To overcome this challenge, Brigham Young University (BYU) launched its Immigrant Ancestors Project in 1996. The principal mission of this undertaking at the time was to identify the records of German emigrants and to create Internet-accessible databases describing emigrants’ birthplaces, occupations, spouses, and children. Ancestors in German Archives: A Guide to Family History Sources is the direct outgrowth of that ambitious project.
Under the supervision of Professor Raymond Wright, BYU mailed questionnaires to approximately 2,000 national, state, and local German government archives, as well as private archives. The questionnaires asked archivists to identify their archives’ jurisdictions and to describe the records housed in their collections and the services provided by their staff. The questionnaires asked specifically for information about each archive’s collections of vital records, religious records, military records, emigration records, passport records, censuses, and town and county records. Archivists were also asked to describe any published guides or inventories to their collections. The returned questionnaires, supplemented by Internet searches, were used to create summaries of each archive’s jurisdictions, holdings, and services.
The result of this massive survey is an exhaustive guide to family history sources in German archives at every level of jurisdiction, public and private. Anyone searching for data about people who lived in Germany in the past need only determine which archives today have jurisdiction over the records that were created by church or state institutions. The Locality Index at the back of Ancestors in German Archives, moreover, makes this task even easier because it identifies every town with an archive, no matter what kind.
Let’s return to the questions we initially asked as it relates to a German genealogy search: If you find a ship’s passenger record for a German ancestor, will you automatically know where to look for your ancestor’s records in Germany? If you cannot find the passenger record, does this mean that you will never learn where your German ancestor came from?

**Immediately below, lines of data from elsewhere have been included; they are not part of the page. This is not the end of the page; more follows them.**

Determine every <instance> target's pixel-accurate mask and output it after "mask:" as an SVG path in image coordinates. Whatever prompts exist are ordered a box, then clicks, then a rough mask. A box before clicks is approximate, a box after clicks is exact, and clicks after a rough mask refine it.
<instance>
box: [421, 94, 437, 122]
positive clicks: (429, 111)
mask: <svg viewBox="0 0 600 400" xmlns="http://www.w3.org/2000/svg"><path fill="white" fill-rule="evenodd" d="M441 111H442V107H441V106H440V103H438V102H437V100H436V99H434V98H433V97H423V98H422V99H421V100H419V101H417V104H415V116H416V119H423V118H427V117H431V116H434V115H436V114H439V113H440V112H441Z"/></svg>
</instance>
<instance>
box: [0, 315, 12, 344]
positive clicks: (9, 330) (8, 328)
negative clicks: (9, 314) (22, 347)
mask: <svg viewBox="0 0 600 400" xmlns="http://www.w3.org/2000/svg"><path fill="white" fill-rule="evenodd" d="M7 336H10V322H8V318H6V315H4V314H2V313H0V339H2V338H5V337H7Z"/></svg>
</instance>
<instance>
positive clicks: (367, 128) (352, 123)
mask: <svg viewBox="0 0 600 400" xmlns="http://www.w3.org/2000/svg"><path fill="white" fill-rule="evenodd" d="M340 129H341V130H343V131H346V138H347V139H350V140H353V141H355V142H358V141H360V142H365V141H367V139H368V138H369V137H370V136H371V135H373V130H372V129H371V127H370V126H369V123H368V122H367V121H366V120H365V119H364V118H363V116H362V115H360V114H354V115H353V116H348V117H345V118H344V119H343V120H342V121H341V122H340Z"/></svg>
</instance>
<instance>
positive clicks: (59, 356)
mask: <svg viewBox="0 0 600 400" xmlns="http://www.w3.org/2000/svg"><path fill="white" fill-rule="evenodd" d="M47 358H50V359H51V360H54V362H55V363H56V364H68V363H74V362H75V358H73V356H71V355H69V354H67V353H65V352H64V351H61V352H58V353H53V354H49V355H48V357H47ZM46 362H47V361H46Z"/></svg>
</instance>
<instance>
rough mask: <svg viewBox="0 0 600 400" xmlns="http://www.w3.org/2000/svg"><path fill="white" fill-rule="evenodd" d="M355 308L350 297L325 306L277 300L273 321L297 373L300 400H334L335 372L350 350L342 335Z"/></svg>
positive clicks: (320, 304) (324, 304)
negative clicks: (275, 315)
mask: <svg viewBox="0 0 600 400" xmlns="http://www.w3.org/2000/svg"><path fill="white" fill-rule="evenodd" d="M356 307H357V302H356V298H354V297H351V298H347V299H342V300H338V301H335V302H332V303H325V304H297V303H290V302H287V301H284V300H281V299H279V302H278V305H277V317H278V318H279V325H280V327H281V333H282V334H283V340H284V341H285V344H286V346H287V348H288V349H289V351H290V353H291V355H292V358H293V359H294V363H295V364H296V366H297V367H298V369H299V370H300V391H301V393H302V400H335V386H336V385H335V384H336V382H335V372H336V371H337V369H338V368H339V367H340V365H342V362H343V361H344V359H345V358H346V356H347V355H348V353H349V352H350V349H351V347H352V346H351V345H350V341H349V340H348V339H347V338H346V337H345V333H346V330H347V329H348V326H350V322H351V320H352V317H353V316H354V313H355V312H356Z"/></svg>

If you find a passenger record that states when and from where in Germany your ancestor came, you still have to figure out what German state, city, parish, or other repository has control of his/her records. If you cannot find a passenger record but have a rough idea of your German ancestor’s origins (e.g., from Heidelberg after the U.S. Civil War), you may be able to skip over the missing passenger list and go directly to German vital records for your ancestor. Whichever the case, Ancestors in German Archives will make your task far easier than ever before. It is a one-stop guide to genealogical sources in Germany, and, most importantly, it answers the fundamental questions about the very existence of genealogical records in Germany and paves the way for successful research.